Column 'engine_displacement' has 0 missing values.
Column 'horsepower' has 708 missing values.
Column 'vehicle_weight' has 0 missing values.
Column 'model_year' has 0 missing values.


In [17]:
# Q2: What's the median (50% percentile) for variable 'horsepower'?

median_value = df['horsepower'].median()
print(f"The median (50% percentile) for variable 'horsepower' is: {median_value}")

The median (50% percentile) for variable 'horsepower' is: 149.0


In [18]:
# Q3: Filling NAs

#   We need to deal with missing values for the column from Q1.
#   We have two options: fill it with 0 or with the mean of this variable.
#   Try both options.

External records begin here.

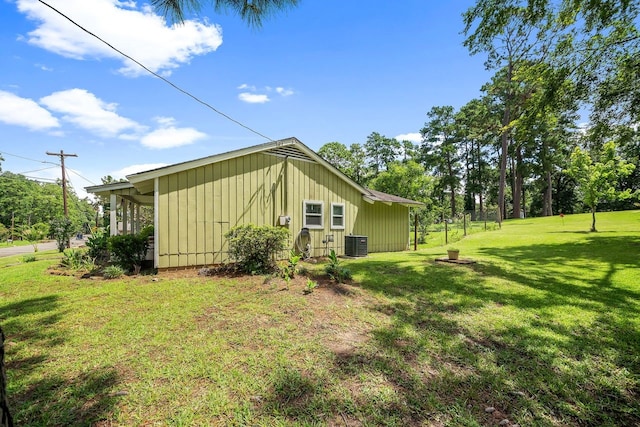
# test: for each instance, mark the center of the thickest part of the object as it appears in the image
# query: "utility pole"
(62, 155)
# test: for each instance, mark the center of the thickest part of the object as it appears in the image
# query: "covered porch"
(125, 204)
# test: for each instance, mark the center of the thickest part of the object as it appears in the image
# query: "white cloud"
(246, 86)
(18, 111)
(165, 121)
(129, 170)
(284, 92)
(85, 110)
(138, 32)
(413, 137)
(170, 136)
(253, 98)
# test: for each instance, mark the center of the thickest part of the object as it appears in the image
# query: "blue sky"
(324, 71)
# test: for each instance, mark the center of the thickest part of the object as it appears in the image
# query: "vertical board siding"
(198, 206)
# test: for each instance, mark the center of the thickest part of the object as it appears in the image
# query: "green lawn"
(544, 328)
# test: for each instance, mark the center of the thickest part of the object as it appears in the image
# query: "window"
(313, 214)
(337, 215)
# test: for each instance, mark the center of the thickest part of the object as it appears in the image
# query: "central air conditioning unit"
(355, 246)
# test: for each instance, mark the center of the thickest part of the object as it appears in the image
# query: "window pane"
(314, 220)
(314, 208)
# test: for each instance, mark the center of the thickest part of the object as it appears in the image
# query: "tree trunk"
(506, 119)
(480, 188)
(517, 184)
(5, 415)
(548, 196)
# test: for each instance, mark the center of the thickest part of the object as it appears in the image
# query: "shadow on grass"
(446, 362)
(38, 395)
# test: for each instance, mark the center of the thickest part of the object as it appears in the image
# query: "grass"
(544, 328)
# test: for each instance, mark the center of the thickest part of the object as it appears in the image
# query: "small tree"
(61, 229)
(129, 250)
(597, 180)
(255, 248)
(36, 233)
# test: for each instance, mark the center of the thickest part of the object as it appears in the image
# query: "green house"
(282, 183)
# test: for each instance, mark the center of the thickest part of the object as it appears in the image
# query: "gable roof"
(291, 148)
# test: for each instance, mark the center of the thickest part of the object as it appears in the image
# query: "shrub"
(98, 246)
(290, 269)
(254, 248)
(311, 285)
(112, 272)
(62, 230)
(75, 259)
(128, 250)
(335, 270)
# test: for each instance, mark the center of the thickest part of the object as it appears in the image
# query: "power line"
(86, 179)
(184, 91)
(37, 170)
(27, 158)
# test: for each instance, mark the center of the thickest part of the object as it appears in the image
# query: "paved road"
(27, 249)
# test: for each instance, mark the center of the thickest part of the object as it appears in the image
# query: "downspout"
(156, 243)
(113, 215)
(286, 185)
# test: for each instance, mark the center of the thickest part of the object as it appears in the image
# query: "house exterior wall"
(198, 206)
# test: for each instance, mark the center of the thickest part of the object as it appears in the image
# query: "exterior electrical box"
(355, 246)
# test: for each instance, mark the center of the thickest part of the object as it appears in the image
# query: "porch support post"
(113, 215)
(125, 215)
(132, 218)
(138, 220)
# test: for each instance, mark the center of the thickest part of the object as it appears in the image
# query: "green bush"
(128, 250)
(28, 258)
(98, 246)
(62, 230)
(335, 270)
(75, 259)
(112, 272)
(254, 248)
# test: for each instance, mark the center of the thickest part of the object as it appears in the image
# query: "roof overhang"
(124, 190)
(140, 186)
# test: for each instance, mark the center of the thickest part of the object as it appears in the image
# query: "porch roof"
(125, 190)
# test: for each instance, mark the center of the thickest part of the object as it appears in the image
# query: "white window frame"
(333, 216)
(304, 213)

For each, train a linear regression model without regularization using the code from the lessons.
#   For computing the mean, use the training only!
#   Use the validation dataset to evaluate the models and compare the RMSE of each option.
#   Round the RMSE scores to 2 decimal digits using round(score, 2)
#   Which option gives better RMSE?

#  Values from lecture 
w0 = 7.17
w = [0.01,0.04,0.002]

# Create a list concatenation for prepending
w_new = [w0] + w

In [19]:
# vector vector multiplication
def dot(xi, w):
    n = len(xi)
    res = 0.0    
    for j in range(n):
        res = res + xi[j] * w[j]
    return res

In [20]:
# linear_regression - shorter notation with "list concatenation for prepending"
def linear_regression_short(xi):
    xi = [1] + xi
    return dot(xi, w_new)

In [21]:
def linear_regression(X):
    return X.dot(w_new)

In [22]:
def train_linear_regression(x, y):
    ones = np.ones(x.shape[0])
    x = np.column_stack([ones, x])
    XTX = x.T.dot(x)
    XTX_inv = np.linalg.inv(XTX)
    w_full = XTX_inv.dot(x.T).dot(y)
    return w_full[0], w_full[1:]

In [23]:
# logarithmic transformation to stabilize variance in regression targets due containing zero's.
y_train = np.log1p(df_train.horsepower.values)
y_val = np.log1p(df_val.horsepower.values)
y_test = np.log1p(df_test.horsepower.values)

In [24]:
base = ['horsepower']

In [25]:
#  Fill target 'y' with 0 
y_train_filled_with_Zero = df_train[base].fillna(0).values
y_val_filled_with_Zero = df_val[base].fillna(0).values

# Fill with 'y' with mean
y_train_filled_with_Mean = df_train[base].fillna(df_train[base].mean()).values
y_val_filled_with_Mean = df_val[base].fillna(df_val[base].mean()).values

In [26]:
# logarithmic transformation to stabilize variance in regression targets due containing zero's.

y_train_0 = np.log1p(y_train_filled_with_Zero)
y_val_0 = np.log1p(y_val_filled_with_Zero)

y_train_mean = np.log1p(y_train_filled_with_Mean)
y_val_mean = np.log1p(y_val_filled_with_Mean)

In [34]:
#### Step 1: Fill missing values
#  Fill with 0 
x_train_filled_with_Zero = df_train[base].fillna(0).values
x_val_filled_with_Zero = df_val[base].fillna(0).values

# Fill with mean
x_train_filled_with_Mean = df_train[base].fillna(df_train[base].mean()).values
x_val_filled_with_Mean = df_val[base].fillna(df_val[base].mean()).values

#### Step 2: Train models
bias_0, model_0        =train_linear_regression(x_train_filled_with_Zero, y_train_0)
bias_mean, model_mean  =train_linear_regression(x_train_filled_with_Mean, y_train_0)

y_train_back_from_0 = np.expm1(y_train_0)
y_val_back_from_0 = np.expm1(y_val_0)

y_train_back_from_Mean = np.expm1(y_train_mean)
y_val_back_from_Mean = np.expm1(y_val_mean)

#### Step 3: predictions
y_pred_0    = bias_0 + x_val_filled_with_Zero.dot(model_0)
y_pred_mean = bias_mean + x_val_filled_with_Mean.dot(model_mean)

#### Step 4: RMSE calculation
rmse_0 = np.sqrt(np.mean((y_val_back_from_0 - np.argmax(y_pred_0)) ** 2))
rmse_mean = np.sqrt(np.mean((y_val_back_from_Mean - np.argmax(y_pred_mean)) ** 2))

#### Step 5: Round
print("rmse_0:", round(rmse_0, 2))
print("rmse_mean:", round(rmse_mean, 2))
print()
print("A lower RMSE indicates that the model’s predictions are closer to the true values on average,\n meaning better predictive accuracy.")

rmse_0: 109.86
rmse_mean: 92.96

A lower RMSE indicates that the model’s predictions are closer to the true values on average,
 meaning better predictive accuracy.